Greely may not have to wait another four years before it wins another Class B boys’ hockey state championship.

In 2009, when the Rangers captured their first state title, the roster was tilted toward the senior class. The makeup of the squad that skated to a 6-2 win against Messalonskee on Saturday is much different.

“The 2009 team, I think, had eight or nine seniors who had been kind of knocking on the door and were trying to be the first team at Greely to win a state hockey championship,” Greely Coach Barry Mothes said. “This was a little bit of a different group. We’ve got contributions and talent at each grade level.”

Forwards Peter Stauber, who scored twice in the state final, and Ben Hackett, who had a goal and an assist, provided senior leadership.

Forward Kenny Richards, who had 10 goals and 11 assists, and defenseman Peter Storey, one of the team captains, represented the junior class.

Sophomores Ted Hart, a center who had 10 goals and 14 assists, and Zac Doucette, a defenseman, also played key roles all season.

Freshman forward Mitchel Donovan led the Rangers in scoring with 13 goals and 17 assists, and freshman goalie Kyle Kramlich started 20 of 21 games.

THAT MESSALONSKEE reached the Class B state final is a credit to its coach, Mike Latendresse.

Yes, that Mike Latendresse.

In 1993 he played alongside Eric Fenton and Patrice Tardif on a line that helped Maine win its first national championship.

Latendresse was a young player from Montreal whose English was limited, but his talent and stick-handling skills were not. He was Maine’s top scorer in 1994 and the only Black Bears player to be named to an All-Hockey East team that year.

Two years later, an on-ice injury while playing for the Birmingham Bulls of the ECHL changed his life.

A skate slashed his hand, severing every tendon except for the one that controlled his pinky.

“I was on the operating table for seven-and-a-half to eight hours,” said Latendresse last week. “The surgeons had to reattach tendons, nerves, everything. I had 180 stitches.”

The surgery was successful. Latendresse came back to score 20 goals in the 1996-97 season for Birmingham. He scored 30 goals for the Wheeling Nailers in 1997-98.

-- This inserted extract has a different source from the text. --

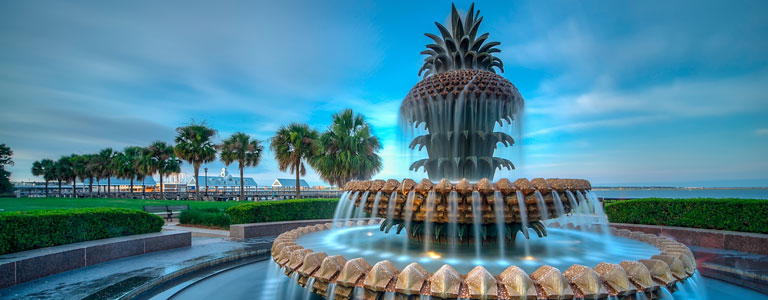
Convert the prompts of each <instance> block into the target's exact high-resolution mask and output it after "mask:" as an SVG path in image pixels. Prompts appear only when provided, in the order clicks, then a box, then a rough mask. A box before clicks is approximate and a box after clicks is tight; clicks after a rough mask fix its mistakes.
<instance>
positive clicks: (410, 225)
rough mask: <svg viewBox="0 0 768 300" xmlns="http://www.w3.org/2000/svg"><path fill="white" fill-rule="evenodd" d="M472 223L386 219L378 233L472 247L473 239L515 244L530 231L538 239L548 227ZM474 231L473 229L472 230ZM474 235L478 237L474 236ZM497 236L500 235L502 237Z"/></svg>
mask: <svg viewBox="0 0 768 300" xmlns="http://www.w3.org/2000/svg"><path fill="white" fill-rule="evenodd" d="M500 225H501V226H499V224H479V225H478V228H475V225H473V224H457V223H429V222H418V221H417V222H411V223H409V224H406V222H405V221H403V220H387V221H384V222H382V223H381V226H379V230H380V231H383V232H384V233H389V232H390V231H393V232H395V233H397V234H400V233H401V232H405V235H407V236H408V238H409V239H413V240H417V241H422V242H427V241H428V242H433V243H443V244H471V243H474V242H475V241H476V240H479V241H480V243H482V244H486V243H498V242H501V241H504V242H506V243H514V242H515V239H517V235H518V232H519V233H521V234H522V235H523V237H525V238H526V239H528V238H530V237H531V234H532V233H531V232H533V234H535V235H537V236H538V237H540V238H541V237H545V236H547V227H546V226H545V225H544V223H543V222H542V221H533V222H530V223H527V224H526V225H525V226H524V225H523V224H520V223H503V224H500ZM475 229H476V230H475ZM475 235H477V236H475ZM499 235H502V236H501V238H500V237H499Z"/></svg>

Latendresse played one more season and saw the end of his road. “I was a little more skittish.” He couldn’t grip his stick quite the same. He had married a University of Maine classmate. They decided to go home to Maine. The injury had changed his focus.

“I wanted to coach. That’s always been part of me. Shawn Walsh, Grant Standbrook and Red Gendron (Maine’s coaches) were the best teachers.”

Latendresse lives in Winslow with his family. He works for the Dead River Company.

THORNTON ACADEMY’S C.J. Maksut is glad he stuck around for one more season of high school hockey, rather than heading to a junior team.

“I love the team, and I came back to play with them and finish it the right way,” said Maksut, one of eight semifinalists for the Travis Roy Award as the top senior player in Class A.

Saturday night, Maksut had a hat trick as the Trojans skated to a 5-1 win against St. Dom’s to claim their second consecutive Class A.

— Staff Writers Paul Betit and Steve Solloway contributed to this report.